The matters are REMANDED for the following action:
1. Schedule the Veteran for a VA spine examination conducted by an appropriate physician to assist in determining the nature and etiology of the claimed cervical spine disability and any relationship to active service. The examiner must review the record and should note that review in the report. A rationale for all opinions should be provided. The examiner should:
(a) Diagnose all cervical spine disabilities found.
(b) Opine whether it is at least as likely as not (50 percent probability or greater) that any identified cervical spine disability had its onset during active service or is related to any incident of service, including the Veteran’s documented military duties as a pilot.
(c) Opine whether it is at least as likely as not (50 percent probability or greater) that any identified cervical spine disability is due to or the result of the service connected lumbosacral spine disability.
(d) Opine whether it at least as likely as not (50 percent probability or greater) that any identified cervical spine disability has been aggravated (permanently increased in severity beyond the natural progression of the disorder) by the service connected lumbosacral spine disability.

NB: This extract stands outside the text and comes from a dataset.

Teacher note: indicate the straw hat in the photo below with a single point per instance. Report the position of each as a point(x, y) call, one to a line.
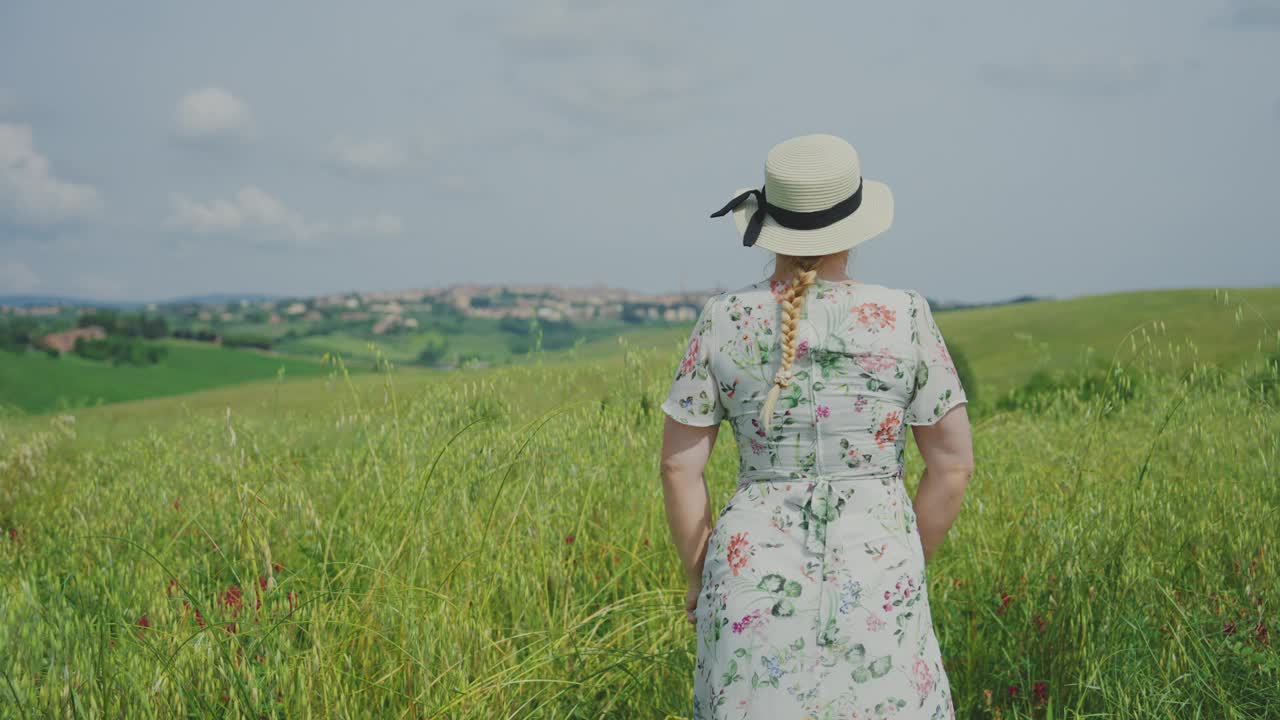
point(816, 200)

2. Schedule the Veteran for a VA knee examination conducted by an appropriate physician to assist in determining the nature and etiology of the claimed right knee and left knee disabilities and any relationship to active service and service connected lumbosacral spine disability. The examiner must review the record and should note that review in the report. A rationale for all opinions should be provided. The examiner should:
(a) Diagnose all knee disabilities found.
(b) Opine whether it is at least as likely as not (50 percent probability or greater) that any identified knee disability had its onset during active service or is related to any incident of service, including the Veteran’s documented military duties as a pilot.
(c) Opine whether it is at least as likely as not (50 percent probability or greater) that any identified knee disability is due to or the result of the service connected lumbosacral spine disability.
(d) Opine whether it at least as likely as not (50 percent probability or greater) that any identified knee disability has been aggravated (permanently increased in severity beyond the natural progression of the disorder) by the service connected lumbosacral spine disability.
J. T. HUTCHESON
Acting Veterans Law Judge
Board of Veterans’ Appeals
Attorney for the Board Edward G. Lent
The Board’s decision in this case is binding only with respect to the instant matter decided. This decision is not precedential and does not establish VA policies or interpretations of general applicability. 38 C.F.R. § 20.1303.